Después de horas de su agotador ritual a punto de desfallecer, en un espacio mental al que nunca antes había accedido, escuchó una voz que estremeció la pequeña fracción del alma humana que le quedaba…

–¡¿Qué es lo que pretendes, encantador de serpientes?! Has sido como una molesta pulga en el lomo de un perro…

Mientras Ibrahim trataba de que esa voz no destruyera lo que quedaba de su cordura, distinguió un destello en la oscuridad, una de las gigantescas garras filosas como puntas de laza le atravesó su corazón diminuto. Sintió un dolor agónico indescriptible.

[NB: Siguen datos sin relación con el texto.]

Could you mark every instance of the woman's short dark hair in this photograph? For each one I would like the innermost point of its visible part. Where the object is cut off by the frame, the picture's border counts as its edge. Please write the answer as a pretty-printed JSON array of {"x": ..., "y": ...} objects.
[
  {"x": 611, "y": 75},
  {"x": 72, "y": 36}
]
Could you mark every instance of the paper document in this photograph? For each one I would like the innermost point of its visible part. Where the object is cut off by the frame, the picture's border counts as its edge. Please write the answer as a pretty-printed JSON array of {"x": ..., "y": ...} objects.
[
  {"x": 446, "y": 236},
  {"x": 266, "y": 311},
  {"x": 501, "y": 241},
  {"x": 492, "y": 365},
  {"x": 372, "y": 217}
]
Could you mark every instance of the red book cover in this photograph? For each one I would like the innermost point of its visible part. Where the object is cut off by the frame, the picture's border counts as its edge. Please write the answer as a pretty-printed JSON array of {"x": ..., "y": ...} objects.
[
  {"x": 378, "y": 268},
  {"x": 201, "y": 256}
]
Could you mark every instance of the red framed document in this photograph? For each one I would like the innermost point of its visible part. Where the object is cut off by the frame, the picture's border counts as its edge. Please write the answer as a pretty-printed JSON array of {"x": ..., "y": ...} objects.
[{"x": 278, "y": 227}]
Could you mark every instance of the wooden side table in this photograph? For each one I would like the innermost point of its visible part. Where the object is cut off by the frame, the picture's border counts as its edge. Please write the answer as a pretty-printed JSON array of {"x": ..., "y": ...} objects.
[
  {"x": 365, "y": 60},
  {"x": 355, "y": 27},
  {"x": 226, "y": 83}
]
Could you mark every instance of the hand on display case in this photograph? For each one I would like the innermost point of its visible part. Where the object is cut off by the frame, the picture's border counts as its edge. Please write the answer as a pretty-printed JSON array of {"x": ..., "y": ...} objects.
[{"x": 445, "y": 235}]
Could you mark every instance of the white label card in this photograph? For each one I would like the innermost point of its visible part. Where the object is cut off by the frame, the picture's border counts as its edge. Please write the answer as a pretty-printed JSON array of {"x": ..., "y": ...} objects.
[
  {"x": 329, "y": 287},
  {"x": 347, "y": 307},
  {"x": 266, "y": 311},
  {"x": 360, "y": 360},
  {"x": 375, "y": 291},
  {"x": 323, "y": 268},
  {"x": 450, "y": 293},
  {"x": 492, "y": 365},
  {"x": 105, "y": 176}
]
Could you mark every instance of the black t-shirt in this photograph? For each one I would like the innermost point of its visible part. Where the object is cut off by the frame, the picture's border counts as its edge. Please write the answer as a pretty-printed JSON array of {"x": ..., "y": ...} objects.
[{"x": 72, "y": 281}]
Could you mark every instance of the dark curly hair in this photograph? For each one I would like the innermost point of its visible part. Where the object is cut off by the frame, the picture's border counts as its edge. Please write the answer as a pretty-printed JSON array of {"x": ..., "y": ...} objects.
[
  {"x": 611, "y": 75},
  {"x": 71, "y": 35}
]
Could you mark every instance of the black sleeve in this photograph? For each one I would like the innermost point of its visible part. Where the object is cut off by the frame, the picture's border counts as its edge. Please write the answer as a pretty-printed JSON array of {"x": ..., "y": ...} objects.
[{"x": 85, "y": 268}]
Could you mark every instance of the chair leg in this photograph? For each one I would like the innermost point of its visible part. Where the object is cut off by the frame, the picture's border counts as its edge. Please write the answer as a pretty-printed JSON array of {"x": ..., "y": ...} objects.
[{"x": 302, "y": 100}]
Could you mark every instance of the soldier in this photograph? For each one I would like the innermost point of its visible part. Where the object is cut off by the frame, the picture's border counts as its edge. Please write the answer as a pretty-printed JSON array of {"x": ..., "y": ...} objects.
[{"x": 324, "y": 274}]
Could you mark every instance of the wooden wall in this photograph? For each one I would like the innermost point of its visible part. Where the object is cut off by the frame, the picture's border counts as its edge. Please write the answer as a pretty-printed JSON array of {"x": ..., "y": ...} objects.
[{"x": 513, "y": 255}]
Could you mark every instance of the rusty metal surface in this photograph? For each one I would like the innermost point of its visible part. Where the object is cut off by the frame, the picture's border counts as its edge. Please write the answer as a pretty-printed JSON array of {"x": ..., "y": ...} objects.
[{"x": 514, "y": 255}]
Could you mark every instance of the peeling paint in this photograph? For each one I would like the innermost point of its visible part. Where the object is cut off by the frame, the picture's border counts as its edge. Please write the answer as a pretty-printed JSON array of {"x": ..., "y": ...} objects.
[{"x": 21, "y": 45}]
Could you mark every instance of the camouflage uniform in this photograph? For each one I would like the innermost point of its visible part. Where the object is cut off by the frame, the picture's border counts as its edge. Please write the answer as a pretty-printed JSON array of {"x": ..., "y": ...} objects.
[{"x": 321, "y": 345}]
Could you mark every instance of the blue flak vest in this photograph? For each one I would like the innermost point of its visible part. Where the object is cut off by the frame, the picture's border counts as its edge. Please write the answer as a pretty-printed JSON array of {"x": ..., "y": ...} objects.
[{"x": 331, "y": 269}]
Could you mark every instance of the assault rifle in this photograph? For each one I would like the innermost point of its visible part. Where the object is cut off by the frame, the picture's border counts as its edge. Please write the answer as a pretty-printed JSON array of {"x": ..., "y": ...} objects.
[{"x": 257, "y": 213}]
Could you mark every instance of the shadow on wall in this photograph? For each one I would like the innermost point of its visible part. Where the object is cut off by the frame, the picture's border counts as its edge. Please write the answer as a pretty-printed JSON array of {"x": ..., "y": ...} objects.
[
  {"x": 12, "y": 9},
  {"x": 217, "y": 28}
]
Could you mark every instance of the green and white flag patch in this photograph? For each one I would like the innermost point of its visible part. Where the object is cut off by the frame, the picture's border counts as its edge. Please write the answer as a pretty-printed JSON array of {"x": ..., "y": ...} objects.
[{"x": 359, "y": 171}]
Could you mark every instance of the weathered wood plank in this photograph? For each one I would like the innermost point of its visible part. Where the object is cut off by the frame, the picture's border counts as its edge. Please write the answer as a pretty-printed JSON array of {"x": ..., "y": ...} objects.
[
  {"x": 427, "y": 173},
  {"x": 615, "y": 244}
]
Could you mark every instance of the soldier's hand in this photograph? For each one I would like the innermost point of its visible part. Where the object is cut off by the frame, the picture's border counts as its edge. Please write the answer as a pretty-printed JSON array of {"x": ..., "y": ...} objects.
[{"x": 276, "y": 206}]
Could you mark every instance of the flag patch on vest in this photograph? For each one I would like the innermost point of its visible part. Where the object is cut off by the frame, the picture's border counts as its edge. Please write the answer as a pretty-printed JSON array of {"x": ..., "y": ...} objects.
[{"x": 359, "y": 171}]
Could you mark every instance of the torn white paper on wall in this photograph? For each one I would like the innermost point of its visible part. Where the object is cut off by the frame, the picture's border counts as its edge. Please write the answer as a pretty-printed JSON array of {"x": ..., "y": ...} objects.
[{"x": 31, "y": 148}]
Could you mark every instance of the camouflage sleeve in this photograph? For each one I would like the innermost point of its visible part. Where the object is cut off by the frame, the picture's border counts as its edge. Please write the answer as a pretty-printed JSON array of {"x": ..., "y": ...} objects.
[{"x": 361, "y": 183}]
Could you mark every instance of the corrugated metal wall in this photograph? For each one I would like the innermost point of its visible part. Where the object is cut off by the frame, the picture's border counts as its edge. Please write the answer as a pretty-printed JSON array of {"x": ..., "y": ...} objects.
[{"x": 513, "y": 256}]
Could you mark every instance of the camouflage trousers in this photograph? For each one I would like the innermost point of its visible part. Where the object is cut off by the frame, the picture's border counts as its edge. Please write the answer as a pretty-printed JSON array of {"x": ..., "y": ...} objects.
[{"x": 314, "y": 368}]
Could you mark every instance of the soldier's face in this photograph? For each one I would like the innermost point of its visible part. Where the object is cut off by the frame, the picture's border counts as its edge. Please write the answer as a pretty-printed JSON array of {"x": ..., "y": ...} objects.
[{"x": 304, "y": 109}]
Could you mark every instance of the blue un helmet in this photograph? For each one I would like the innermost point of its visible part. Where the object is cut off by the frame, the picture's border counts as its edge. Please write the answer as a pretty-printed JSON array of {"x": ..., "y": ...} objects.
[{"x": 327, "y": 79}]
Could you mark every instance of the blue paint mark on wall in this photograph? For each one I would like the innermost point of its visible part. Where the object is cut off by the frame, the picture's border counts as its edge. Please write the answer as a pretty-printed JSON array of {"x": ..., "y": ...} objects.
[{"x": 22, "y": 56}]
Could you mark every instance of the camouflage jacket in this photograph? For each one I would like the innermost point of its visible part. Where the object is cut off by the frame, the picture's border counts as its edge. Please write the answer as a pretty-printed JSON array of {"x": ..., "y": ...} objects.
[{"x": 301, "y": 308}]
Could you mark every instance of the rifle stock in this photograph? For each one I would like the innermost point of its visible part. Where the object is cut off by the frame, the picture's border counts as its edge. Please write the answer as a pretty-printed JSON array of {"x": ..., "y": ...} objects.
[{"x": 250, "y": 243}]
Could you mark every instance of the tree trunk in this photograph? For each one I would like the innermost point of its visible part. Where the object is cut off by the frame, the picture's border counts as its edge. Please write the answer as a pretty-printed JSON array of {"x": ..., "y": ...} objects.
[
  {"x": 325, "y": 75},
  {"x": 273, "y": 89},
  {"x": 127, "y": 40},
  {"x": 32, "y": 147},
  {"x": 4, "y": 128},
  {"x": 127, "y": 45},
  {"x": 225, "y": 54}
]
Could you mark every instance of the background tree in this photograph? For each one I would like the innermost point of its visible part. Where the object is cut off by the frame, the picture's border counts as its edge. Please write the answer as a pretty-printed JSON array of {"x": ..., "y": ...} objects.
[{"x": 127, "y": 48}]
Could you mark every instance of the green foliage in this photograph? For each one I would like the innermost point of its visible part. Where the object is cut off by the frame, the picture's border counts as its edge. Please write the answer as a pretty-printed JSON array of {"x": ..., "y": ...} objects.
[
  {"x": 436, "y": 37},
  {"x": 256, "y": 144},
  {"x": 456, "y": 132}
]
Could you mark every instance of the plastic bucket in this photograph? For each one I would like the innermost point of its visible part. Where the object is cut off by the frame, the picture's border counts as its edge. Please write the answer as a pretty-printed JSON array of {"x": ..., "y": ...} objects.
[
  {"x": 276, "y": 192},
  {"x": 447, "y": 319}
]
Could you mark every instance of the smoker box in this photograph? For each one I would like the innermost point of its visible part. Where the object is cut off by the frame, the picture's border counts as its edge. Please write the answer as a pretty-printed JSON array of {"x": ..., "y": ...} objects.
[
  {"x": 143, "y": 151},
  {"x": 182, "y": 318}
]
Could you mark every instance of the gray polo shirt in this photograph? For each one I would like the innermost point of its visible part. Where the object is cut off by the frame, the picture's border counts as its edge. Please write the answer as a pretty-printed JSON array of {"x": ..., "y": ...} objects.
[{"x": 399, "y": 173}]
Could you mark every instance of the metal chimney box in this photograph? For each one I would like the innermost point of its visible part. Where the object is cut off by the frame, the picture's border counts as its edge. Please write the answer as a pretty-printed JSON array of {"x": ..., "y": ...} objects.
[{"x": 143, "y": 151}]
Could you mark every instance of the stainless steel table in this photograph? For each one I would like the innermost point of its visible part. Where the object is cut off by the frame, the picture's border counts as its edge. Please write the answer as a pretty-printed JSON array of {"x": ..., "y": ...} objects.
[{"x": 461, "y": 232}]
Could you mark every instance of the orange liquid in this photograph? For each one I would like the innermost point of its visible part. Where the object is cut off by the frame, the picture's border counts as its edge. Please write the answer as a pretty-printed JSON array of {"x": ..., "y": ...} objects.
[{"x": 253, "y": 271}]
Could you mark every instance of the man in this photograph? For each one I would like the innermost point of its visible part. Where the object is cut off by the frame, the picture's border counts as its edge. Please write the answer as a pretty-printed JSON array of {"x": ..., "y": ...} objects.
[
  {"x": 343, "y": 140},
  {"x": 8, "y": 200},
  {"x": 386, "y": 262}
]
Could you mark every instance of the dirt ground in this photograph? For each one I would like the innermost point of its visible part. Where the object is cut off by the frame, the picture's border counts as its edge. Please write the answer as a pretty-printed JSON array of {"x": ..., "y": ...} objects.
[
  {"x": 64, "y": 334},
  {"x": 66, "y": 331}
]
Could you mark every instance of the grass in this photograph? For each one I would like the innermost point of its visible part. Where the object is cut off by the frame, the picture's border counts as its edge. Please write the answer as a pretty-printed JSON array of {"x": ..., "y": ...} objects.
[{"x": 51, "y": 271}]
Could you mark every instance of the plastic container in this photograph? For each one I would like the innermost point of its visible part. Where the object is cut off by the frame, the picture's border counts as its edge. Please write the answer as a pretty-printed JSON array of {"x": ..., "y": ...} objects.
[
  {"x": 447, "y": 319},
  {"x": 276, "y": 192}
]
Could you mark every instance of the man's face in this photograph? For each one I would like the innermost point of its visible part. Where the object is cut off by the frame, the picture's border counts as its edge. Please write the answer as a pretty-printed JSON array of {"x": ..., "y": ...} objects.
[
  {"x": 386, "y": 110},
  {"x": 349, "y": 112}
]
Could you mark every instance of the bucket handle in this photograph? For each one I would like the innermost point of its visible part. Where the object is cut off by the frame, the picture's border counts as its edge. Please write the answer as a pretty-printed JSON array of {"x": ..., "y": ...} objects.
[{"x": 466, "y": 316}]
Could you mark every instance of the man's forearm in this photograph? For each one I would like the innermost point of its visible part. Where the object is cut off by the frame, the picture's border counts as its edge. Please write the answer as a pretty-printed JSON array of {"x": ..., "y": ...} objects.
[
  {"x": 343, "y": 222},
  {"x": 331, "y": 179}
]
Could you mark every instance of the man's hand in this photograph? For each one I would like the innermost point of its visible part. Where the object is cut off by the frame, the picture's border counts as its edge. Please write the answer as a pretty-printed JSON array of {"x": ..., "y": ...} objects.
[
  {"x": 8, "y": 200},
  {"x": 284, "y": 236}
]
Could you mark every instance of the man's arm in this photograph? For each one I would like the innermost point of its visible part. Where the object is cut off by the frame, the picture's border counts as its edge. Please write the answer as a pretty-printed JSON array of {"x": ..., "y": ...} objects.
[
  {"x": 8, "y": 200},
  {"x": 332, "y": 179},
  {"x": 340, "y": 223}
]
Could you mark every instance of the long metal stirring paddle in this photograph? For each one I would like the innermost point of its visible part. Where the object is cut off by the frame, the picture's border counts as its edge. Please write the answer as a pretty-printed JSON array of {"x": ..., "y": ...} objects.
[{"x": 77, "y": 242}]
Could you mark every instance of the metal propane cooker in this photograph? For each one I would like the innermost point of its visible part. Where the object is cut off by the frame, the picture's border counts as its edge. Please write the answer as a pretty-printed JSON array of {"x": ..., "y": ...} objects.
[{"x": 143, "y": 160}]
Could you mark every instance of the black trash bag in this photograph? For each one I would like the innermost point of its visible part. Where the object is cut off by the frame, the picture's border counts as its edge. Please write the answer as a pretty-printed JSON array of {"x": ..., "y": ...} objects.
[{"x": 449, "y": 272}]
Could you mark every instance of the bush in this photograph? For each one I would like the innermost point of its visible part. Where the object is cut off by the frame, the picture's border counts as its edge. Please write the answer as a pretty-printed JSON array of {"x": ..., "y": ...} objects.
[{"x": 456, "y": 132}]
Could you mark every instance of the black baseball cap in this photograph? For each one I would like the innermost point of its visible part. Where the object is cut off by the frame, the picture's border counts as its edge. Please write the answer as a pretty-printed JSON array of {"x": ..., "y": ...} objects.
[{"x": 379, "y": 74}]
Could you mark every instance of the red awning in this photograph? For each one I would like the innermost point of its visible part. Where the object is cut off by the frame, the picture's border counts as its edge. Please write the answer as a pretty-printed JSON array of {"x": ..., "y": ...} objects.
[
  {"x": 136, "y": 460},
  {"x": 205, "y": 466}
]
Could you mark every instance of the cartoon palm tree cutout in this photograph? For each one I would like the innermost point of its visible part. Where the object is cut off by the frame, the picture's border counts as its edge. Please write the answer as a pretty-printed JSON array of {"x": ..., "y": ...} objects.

La voz continuó diciendo: –¡Si tu deseo es cabalgarme, tendrás que llegar y atravesar las aguas de arriba…!

Cuando Ibrahim al fin pudo abrir los resecos ojos con la boca aún sellada por el terror que había experimentado, se encontró sobre la arena de la superficie enterrado y con el fino polvo clavado en la carne como parte de los abalorios rituales propios de su título como Archimago. Intentó moverse. Su cuerpo no respondió, no pudo ni siquiera flexionar su cuello en dirección alguna, sólo se percató de que sus huesos estaban en pedazos…

–¡Te permitiré vivir, para que aprendas de tu gran soberbia, de forma que no seas un peligro para ti mismo! No puedes hundirte en los abismos sin remontar el infinito de la misma forma, mi pequeño encantador de serpientes… Y tú no eres el hijo de los hombres que tocará mi corazón… ¡Tú me perteneces, y sólo tengo que girar mi garra para extinguir el último de tus alientos!